Aniruddha Hazra, MD, de l’Université de médecine de Chicago, et ses collègues décrivent les caractéristiques épidémiologiques et cliniques du mpox chez les individus ayant déjà été infectés ou vaccinés dans une série de cas mondiale. Des données ont été fournies par des collaborateurs internationaux de neuf pays sur des individus atteints de mpox confirmé par réaction en chaîne par polymérase après une infection ou une vaccination antérieure documentée entre le 11 mai 2022 et le 30 juin 2023.
Des infections à Mpox ont été signalées chez 37 hommes homosexuels et bisexuels ayant des rapports sexuels avec des hommes : sept ont eu des réinfections à Mpox, 29 ont eu des infections survenues après deux cycles de vaccination et un a eu une infection répondant aux critères de réinfection et d’infection après vaccination.
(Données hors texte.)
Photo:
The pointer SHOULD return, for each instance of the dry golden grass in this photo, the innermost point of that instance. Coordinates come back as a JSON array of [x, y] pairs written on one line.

Les chercheurs ont découvert que par rapport à l’infection initiale, les personnes bénéficiant d’une immunité naturelle après l’infection initiale présentaient une évolution plus courte de la maladie et moins de maladies des muqueuses lors de la réinfection. Peu de lésions, peu de maladies des muqueuses et des besoins minimes en analgésie ont caractérisé les infections post-vaccination. Le tecovirimat oral a été reçu par deux personnes. Aucun décès ni surinfection bactérienne ne sont survenus, et tous les individus ont été pris en charge en clinique ambulatoire ; un patient a été hospitalisé pour une lésion nécrosante du cou.
« Ces résultats confirment la littérature, signalant que les vaccinations pourraient réduire la durée et la gravité », écrivent les auteurs.